The tree, symbol of continously evolving life and the rise towards the infinite, evokes the cyclical nature of cosmic transformation: death, re-generation and re-birth. In the imagination of every person lucky enough to live in thickly wooded territories, dense with underbrush and forests, the tree represents the protection afforded by a house built among its branches, or the goalposts in a football game, shelter from a sudden rain, the smell of nature in its essence and a hymn to life through its potent vitality. Mauro Lovi, in this work-cycle, has appropriated wood not only as a prized palimpsest, but as an active painting surface for several compositions in which trees, especially poplars, are the undiscussed and indisputable protagonists. In many of his works, in fact, the plant’s realism is rendered by removing the subject from its surface through the building up of the background. The wooden painting surface is so self-referential that Lovi leaves it as is, in its natural color, contaminating it only to accentuate its relationship to the truth. Chestnut-groves, forests and woods: everything seems to be structured around absence: of figures, of certain color-schemes, of traditional shading, of academic line and the illusion of perspective. Soon, however, we realize how much Lovi assigns to each of us an active and fundamental role, that we may participate in his work. Every composition, in fact, opens itself to the viewer as a land to conquer, an existential moment to share, a suffocated shout to be perceived: a journey of discovery and re-discovery designed to lead every visitor from the woods to the clearing, from the dark shadows of the thicket into sunlight, from the labyrinth of a wild poplar-grove to the soul’s salvation.

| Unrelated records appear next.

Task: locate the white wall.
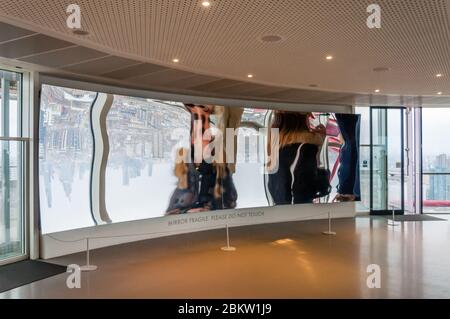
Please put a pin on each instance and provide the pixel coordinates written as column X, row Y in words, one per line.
column 68, row 242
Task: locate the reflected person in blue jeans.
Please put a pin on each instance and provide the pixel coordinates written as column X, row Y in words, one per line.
column 348, row 174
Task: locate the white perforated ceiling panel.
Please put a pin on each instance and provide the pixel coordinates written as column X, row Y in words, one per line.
column 224, row 39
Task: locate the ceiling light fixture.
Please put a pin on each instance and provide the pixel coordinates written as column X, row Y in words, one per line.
column 80, row 32
column 271, row 38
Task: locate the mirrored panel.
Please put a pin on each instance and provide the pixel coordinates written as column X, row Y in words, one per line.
column 109, row 158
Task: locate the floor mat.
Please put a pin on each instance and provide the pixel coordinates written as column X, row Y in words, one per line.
column 415, row 218
column 26, row 272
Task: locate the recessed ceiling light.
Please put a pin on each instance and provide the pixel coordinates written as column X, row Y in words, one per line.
column 80, row 32
column 381, row 69
column 271, row 38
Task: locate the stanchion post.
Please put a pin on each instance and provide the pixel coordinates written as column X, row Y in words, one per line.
column 88, row 266
column 228, row 247
column 329, row 232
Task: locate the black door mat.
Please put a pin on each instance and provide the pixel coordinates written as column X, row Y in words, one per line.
column 26, row 272
column 415, row 218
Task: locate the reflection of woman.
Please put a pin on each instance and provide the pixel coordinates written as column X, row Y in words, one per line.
column 204, row 186
column 295, row 179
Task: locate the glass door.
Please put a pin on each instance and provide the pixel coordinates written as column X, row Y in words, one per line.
column 12, row 146
column 387, row 190
column 435, row 161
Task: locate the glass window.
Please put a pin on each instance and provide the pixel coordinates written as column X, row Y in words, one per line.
column 435, row 160
column 140, row 172
column 65, row 158
column 11, row 167
column 364, row 159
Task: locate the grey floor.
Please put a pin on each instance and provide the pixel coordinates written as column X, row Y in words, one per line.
column 287, row 260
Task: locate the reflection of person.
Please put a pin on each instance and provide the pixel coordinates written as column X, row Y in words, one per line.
column 295, row 180
column 348, row 174
column 204, row 186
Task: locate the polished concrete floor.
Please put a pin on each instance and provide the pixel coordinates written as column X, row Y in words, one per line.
column 287, row 260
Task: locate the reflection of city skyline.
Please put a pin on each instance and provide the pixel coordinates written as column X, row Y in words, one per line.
column 140, row 134
column 437, row 185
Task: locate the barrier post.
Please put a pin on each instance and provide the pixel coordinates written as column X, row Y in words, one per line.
column 88, row 266
column 329, row 232
column 228, row 247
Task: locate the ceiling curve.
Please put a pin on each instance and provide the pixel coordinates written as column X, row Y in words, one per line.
column 224, row 40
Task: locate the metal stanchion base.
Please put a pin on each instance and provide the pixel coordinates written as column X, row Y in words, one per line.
column 391, row 223
column 88, row 268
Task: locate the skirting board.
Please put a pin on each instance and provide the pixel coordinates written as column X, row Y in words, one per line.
column 73, row 241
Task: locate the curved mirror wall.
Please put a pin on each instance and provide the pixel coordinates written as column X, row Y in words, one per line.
column 108, row 158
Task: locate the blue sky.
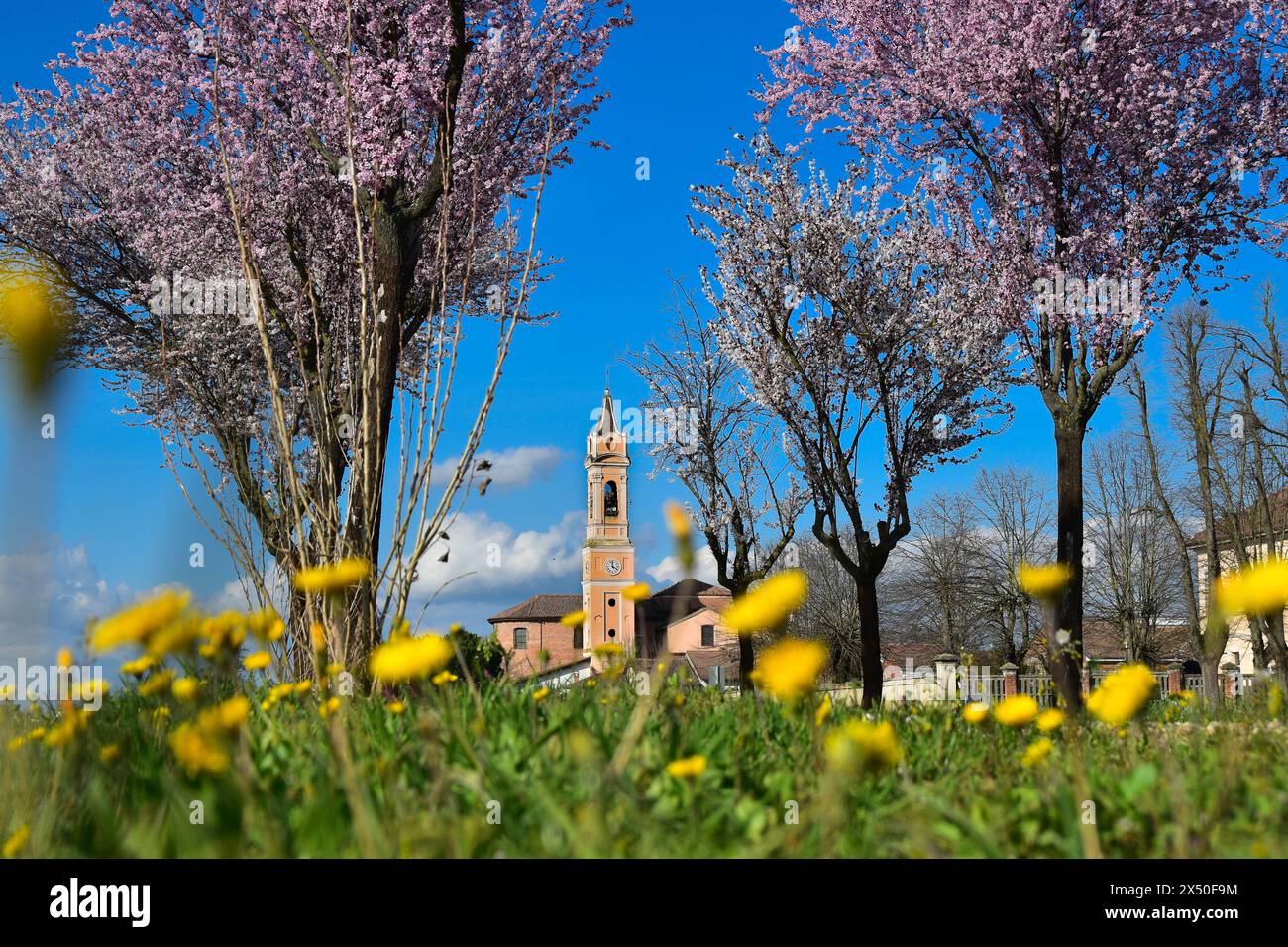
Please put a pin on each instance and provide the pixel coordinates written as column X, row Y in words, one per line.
column 93, row 517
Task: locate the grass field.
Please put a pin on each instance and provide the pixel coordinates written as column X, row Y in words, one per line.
column 505, row 771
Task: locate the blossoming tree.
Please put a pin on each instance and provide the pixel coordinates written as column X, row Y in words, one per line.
column 1117, row 149
column 724, row 449
column 277, row 221
column 857, row 321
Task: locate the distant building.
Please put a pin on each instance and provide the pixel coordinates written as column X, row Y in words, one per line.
column 679, row 624
column 1239, row 648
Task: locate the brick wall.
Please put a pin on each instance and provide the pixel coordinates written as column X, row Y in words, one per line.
column 542, row 635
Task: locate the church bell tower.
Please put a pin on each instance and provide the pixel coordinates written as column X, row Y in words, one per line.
column 608, row 557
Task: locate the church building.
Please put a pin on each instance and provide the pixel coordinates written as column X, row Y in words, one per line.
column 679, row 624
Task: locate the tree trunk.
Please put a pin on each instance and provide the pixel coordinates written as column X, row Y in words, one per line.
column 746, row 661
column 870, row 639
column 1065, row 660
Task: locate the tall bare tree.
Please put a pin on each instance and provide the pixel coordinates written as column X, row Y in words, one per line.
column 726, row 451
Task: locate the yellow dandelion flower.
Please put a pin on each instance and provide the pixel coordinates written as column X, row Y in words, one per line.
column 1043, row 582
column 17, row 841
column 1122, row 694
column 257, row 661
column 156, row 684
column 89, row 690
column 411, row 659
column 678, row 522
column 64, row 732
column 1260, row 589
column 1037, row 751
column 824, row 710
column 334, row 577
column 34, row 316
column 636, row 592
column 862, row 746
column 1017, row 711
column 790, row 669
column 140, row 621
column 769, row 603
column 687, row 768
column 1050, row 720
column 196, row 753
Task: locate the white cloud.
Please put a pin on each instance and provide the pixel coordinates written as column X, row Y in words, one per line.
column 668, row 573
column 511, row 468
column 492, row 560
column 47, row 596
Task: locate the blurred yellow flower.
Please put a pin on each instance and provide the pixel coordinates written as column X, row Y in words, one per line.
column 196, row 753
column 768, row 604
column 89, row 690
column 687, row 768
column 1037, row 751
column 677, row 521
column 1050, row 720
column 1017, row 710
column 34, row 318
column 1043, row 582
column 1122, row 694
column 64, row 731
column 257, row 661
column 1260, row 589
column 333, row 577
column 862, row 746
column 140, row 621
column 411, row 659
column 790, row 668
column 824, row 710
column 17, row 841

According to Greek mythology, the poplar tree was sacred to Hericles: when the hero descended to the underworld, he made himself a crown of poplar boughs. The sides of the leaves turned towards him remained light, while the sides facing out took on the color of smoke. The mythical origin of leaves’ two colors is thus derived, also their symbological meaning: that of every being’s duality.

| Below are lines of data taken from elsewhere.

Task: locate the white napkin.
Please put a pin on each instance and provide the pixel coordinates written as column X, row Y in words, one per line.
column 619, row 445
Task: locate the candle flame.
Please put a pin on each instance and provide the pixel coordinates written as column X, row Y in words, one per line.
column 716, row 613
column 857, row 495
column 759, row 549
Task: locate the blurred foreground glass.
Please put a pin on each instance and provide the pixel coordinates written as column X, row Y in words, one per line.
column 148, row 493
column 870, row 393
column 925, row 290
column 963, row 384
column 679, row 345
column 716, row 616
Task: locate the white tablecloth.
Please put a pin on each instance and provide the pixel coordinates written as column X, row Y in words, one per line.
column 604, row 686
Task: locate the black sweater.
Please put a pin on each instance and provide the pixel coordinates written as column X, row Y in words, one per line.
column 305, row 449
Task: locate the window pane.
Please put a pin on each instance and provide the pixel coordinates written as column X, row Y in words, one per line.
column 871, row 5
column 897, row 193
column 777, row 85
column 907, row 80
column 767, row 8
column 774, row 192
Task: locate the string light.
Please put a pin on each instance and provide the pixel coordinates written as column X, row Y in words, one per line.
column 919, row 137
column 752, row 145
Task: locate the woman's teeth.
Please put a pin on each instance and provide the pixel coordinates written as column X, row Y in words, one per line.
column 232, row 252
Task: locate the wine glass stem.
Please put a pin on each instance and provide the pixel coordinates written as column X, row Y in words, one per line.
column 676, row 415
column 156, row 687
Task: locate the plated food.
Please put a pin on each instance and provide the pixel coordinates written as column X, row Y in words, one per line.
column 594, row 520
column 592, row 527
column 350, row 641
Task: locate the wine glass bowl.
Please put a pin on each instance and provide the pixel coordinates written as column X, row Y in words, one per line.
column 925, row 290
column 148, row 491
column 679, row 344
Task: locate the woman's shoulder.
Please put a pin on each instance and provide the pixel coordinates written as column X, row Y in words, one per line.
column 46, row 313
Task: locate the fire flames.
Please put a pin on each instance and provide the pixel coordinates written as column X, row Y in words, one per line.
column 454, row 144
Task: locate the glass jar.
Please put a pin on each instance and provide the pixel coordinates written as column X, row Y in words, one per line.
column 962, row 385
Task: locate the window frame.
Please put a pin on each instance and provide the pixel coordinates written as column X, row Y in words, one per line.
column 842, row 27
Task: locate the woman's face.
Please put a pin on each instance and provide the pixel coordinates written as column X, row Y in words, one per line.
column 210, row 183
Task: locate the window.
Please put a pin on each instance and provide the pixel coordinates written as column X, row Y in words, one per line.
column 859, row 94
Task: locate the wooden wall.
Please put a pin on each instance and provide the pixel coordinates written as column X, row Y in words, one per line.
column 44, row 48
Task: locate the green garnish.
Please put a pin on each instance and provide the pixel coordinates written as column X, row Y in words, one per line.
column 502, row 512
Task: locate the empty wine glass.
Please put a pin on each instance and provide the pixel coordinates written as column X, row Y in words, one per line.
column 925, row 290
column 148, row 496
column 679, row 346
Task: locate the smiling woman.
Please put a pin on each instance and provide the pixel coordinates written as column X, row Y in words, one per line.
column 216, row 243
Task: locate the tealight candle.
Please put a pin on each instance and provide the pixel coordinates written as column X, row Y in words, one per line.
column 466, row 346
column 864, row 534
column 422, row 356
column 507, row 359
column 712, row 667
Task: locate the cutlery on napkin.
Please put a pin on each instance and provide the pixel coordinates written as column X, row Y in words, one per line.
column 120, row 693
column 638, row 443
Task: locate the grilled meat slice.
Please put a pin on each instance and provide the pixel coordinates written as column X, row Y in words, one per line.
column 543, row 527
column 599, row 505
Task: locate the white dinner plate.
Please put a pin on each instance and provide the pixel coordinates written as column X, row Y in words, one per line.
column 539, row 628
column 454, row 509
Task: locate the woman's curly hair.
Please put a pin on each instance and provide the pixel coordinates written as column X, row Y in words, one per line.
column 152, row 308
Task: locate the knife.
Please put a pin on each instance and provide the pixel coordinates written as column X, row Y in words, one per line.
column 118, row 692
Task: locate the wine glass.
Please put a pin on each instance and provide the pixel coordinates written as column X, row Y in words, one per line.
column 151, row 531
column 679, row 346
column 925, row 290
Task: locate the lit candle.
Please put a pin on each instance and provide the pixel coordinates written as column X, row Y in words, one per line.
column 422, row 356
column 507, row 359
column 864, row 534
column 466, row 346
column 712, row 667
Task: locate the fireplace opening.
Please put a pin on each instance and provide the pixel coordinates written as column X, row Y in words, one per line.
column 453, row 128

Mauro Lovi isn’t concerned with the logical analysis of nature. Neither does he ask himself philosophical and existential questions. Each of his works could be considered a tessera in a story-mosaic, a piece of an infinite puzzle which generates and re-generates itself through interaction with the inherent energy of wood. Beginning with the presupposition that Lovi, in this particular body of his work, saves wood from certain death–bringing the plant back to life; perpetuating the wood’s external structure and its soul through his artwork–in several of his painted structures, it’s as though he were suggesting an Ariadne’s Thread that might lead us, more or less directly, to the clearing. Every individual supposedly needs open space to manifest his own being and to rediscover, along with his own interior life, a natural conversation with the forest’s inhabitants. This painter from Lucca proposes a journey which is at once memorial and ideal: only through fantasy can each person engage in dialog with the poplar-grove’s residents, meet the animals who live there and play with the nymphs–taking care, naturally, not to anger Pan.

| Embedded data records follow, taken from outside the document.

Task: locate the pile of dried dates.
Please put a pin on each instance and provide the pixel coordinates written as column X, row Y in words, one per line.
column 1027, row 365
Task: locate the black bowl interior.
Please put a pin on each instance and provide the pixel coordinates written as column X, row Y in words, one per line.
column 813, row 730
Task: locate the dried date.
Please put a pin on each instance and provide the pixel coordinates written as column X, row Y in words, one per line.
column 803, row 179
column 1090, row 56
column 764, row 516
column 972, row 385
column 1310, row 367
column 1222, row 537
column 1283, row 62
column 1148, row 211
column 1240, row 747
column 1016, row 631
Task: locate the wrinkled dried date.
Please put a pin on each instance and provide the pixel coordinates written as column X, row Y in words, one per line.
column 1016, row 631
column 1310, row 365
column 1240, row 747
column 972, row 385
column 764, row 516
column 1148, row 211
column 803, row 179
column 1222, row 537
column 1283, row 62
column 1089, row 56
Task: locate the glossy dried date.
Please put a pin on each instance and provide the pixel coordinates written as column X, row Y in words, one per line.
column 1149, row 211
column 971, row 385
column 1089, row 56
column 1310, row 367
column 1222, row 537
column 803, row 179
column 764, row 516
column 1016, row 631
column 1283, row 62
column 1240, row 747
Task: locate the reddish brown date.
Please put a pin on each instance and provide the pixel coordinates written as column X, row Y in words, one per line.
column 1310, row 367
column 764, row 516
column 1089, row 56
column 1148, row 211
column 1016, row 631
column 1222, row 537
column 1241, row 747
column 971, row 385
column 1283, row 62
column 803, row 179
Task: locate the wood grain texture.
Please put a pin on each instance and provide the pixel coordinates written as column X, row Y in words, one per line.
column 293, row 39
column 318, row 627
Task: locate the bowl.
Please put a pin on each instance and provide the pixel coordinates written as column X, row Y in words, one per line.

The art of our time can’t be enjoyed through sight alone. Lovi’s visual proposals open themselves only to those who wish to experience them emotionally, through the interaction of the five senses. Only then will the gray color-schemes transform themselves into the “vivid candy-colors of Hansel and Gretel’s marzipan house”. The Otto Luogo dell’Arte exhibition space presents itself as an ideal place for enjoyment, like an uncontaminated marzipan house where everything, but also the opposite of everything, is possible. A magical, enchanted place which will occasionally transform itself into a microcosm able to contain fairy-tales and stories, thoughts and states-of-mind, visual poems and concepts fashioned by the hand of man. A privileged space in which the universe’s energies will make each visitor feel like the absolute protagonist of his own existence. Man, author of his own destiny, chooses the forest as protection or escape from the world, chases his own dreams to emerge from the dark forest and exalts the clearing as his existential objective. Lovi wants to tell us a fairy-tale. We have to believe him.